The first thing to be clear on, which also makes things quite confusing, is that the different countries making up the UK don’t actually have the same laws.
The legal systems of England and Wales are the same; but there are slight differences between this system and the system used in both Scotland and Northern Ireland. These differences are in areas such as property law, criminal law and family law. However there are greater similarities in areas of national interest such as commercial law, consumer rights, taxation and health and safety regulations.
The judiciary has a few main principles, but one core principle to remember is that they are independent.
For this reason MPs cannot serve as judges.
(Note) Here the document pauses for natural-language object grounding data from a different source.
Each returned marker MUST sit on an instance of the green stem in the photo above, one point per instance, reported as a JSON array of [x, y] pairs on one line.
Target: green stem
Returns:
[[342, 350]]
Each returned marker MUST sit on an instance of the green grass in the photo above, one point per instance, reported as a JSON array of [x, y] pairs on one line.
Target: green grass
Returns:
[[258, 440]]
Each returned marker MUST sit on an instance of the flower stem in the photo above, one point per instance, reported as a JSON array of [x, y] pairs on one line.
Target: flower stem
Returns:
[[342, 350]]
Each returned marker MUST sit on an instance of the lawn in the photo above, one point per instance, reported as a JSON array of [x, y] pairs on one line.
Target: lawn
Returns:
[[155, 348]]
This would clearly increase the sovereignty of Parliament but it would also undermine the principles of the rule of law.
The primary role of the judiciary is to uphold the law. Though the judiciary could be said to interpret the law and even to scrutinise it, their primary role is to uphold the law in an impartial and consistent fashion.
Judges do not have the power to change the law, they only have the ability to issue a ‘declaration of incompatibility’ relating to the Human Rights Act 1998.
There is more to come on the Human Rights act later on, but just as a quick overview, the Human Rights Act 1998 includes the statement ‘so far as it is possible to do so, primary legislation and subordinate legislation must be read and given effect in a way which is compatible with the Convention rights’.
Where the court determines a piece of legislation contravenes the Convention rights, the court can issue a declaration of incompatibility under section four of the Human Rights Act.
So we now know that judges can’t implement laws, but parliament can. However, there is a third party to consider and that’s the European Union.
The proportion of UK law which has come from Brussels since 2009 is approximately 53%.
This figure of 53% includes EU regulations and regulations influenced by or related to the EU.
The Factortame case of 1991 was the first to establish the primacy of European law over UK law. So it was pretty significant!
The Factortame case was brought by a company of Spanish fishermen who claimed that the United Kingdom had breached European Union law over ship registration rules. The case was the first time the UK courts held that they had the power to defy an Act of Parliament because it was found to be contrary to EU law.
However, the UK Parliament still has power over the defence of the country, over taxation levels and over its own foreign policy. It is free to make policy and agreements in these areas without considering EU law.
Now here’s the interesting bit: the UK would only be able to restore power from the EU to the UK Parliament by leaving the EU – enter Brexit!
A law stating that UK sovereignty supersedes EU sovereignty would be incompatible with the UK’s membership of the EU.
Therefore, to fully regain sovereignty the UK would have to leave the EU entirely. The fact that the UK is in the process of leaving the EU means that it can be argued that Parliament remains sovereign.